È mia convinzione antica, fors’anche infantile, che lo spettro verde-marrone debba stare nel basso del quadro visivo, sotto l’orizzonte, e quello arancio-azzurro in alto. E quante volte, entrato in qualche edificio malsano, mi sono accorto di come la scelta di questi due spettri sia stata affidata al caso o alla mera disponibilità di materiale. Gli ospedali antichi, spesso con mattonelle azzurre o gialle che dal battiscopa salgono all’altezza del petto, per esempio. O certe scuole… Ohimè, poveri malati, poveri internati, poveri operai, poveri scolari. Quanti capogiri e quante ansie dovute forse a due colori mal assortiti, come se centinaia di migliaia di anni di vita selvatica fossero stati dimenticati con la stessa leggerezza di un’ubriacatura… E quante volte ho sognato che gli asfalti del mondo fossero verdi (o almeno ocra) e che i muri dei palazzi fossero nello spettro celeste.

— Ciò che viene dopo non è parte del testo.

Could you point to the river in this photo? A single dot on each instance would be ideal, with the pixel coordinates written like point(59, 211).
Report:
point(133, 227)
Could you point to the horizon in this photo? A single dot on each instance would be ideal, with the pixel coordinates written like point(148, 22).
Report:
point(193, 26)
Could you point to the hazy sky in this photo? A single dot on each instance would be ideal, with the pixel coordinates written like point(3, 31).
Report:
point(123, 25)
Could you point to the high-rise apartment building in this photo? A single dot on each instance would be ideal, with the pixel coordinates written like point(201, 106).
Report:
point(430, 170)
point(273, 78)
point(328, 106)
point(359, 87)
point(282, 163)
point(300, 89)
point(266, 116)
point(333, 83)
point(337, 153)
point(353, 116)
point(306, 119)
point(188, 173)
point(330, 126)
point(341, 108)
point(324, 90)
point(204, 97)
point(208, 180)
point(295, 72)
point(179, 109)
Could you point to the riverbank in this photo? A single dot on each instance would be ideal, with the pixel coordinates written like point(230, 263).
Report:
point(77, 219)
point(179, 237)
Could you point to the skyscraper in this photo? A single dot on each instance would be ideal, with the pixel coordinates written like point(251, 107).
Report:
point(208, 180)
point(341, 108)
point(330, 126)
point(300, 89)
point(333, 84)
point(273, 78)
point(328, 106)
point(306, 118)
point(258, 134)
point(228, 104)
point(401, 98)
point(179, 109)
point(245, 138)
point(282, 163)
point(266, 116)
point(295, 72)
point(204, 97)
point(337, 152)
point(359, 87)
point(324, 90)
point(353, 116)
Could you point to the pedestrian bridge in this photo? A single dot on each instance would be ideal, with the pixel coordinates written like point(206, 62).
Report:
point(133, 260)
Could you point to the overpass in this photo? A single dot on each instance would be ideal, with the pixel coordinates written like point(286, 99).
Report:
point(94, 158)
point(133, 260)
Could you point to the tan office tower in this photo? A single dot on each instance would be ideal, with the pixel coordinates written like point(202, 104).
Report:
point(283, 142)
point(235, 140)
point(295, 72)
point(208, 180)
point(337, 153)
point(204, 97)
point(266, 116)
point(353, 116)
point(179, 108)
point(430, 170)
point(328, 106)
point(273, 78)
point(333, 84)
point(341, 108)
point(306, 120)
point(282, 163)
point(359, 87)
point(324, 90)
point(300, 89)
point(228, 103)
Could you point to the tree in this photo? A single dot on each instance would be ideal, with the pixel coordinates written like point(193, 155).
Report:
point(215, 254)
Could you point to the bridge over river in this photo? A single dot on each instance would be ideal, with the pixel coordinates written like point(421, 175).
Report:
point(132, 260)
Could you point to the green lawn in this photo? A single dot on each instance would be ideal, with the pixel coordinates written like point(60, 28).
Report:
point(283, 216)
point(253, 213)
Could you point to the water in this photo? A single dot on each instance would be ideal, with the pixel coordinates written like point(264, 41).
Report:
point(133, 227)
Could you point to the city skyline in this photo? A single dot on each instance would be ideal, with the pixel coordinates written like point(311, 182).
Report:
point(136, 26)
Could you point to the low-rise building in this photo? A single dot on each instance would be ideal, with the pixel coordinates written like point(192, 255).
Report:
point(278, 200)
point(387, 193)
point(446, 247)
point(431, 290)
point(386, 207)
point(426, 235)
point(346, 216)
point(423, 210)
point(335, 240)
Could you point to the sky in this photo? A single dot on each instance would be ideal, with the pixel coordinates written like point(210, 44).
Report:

Viceversa, ricordo che gli ambienti del servizio militare, sebbene insopportabili per le modalità della reclusione, avevano un’inaspettata proprietà calmante. E sempre ho pensato che fosse la dominante verde nel basso del quadro visivo.
Da uomo mediterraneo, credo con forza che ripetuti risvegli sotto una luce verde e con frequenti balenii non siano una condizione davvero naturale e sana.
L’uomo moderno nasce in un’Africa rigogliosa dai cieli misteriosi, forse anticamente molto nuvolosi e piovosi. Oggi quella stessa Africa è desertificata, ma i suoi cieli sono alti e tiepidi.
Il Nord di oggi offre un vividissimo verde in basso e cieli troppo spesso plumbei e aurore elettriche…
Credo dunque che Nord e Sud (ma sarebbe più corretto parlare dei cieli di antipodi e Equatore?) siano in una perfetta antitesi (preculturale, protoculturale e culturale) dinamica e concrescente.
E se da uomo mediterraneo credo che il Nord sia per il mondo ciò che per una casa è la sua soffitta, allora ne consegue che ci si debba recare generalmente per una visita veloce o un temporaneo isolamento… A cercare e raccogliere testimonianze di passaggi (vite) altrui imbevute di cieli alieni. E lo stesso sarà per coloro che sono nati nella soffitta. Da sempre scendono verso le nostre terre a vedere cosa esponiamo sulle bancarelle assolate.
Ma aldilà delle più facili immagini storiche o turistiche, la questione è se esistano, in virtù di tutti i cieli della Terra, due macro-pre-filosofie ancestrali che abbiano guidato, forse creato, la nostra capacità di tradurre il vedere quotidiano in un sistema di sensazioni, e poi sentimenti, tenuti miracolosamente insieme dal mastice delle lingue.
Credo di sì. Il cielo non è un telo di presepe. Con le sue bizzarrie meteorologiche, prove inconfutabili di insuperabile e instancabile maestria creativa e espressiva, il cielo è certamente stato e sarà una sorta di maestro e partner linguistico. Finché tutti insieme non si deciderà di partire e andare oltre di esso.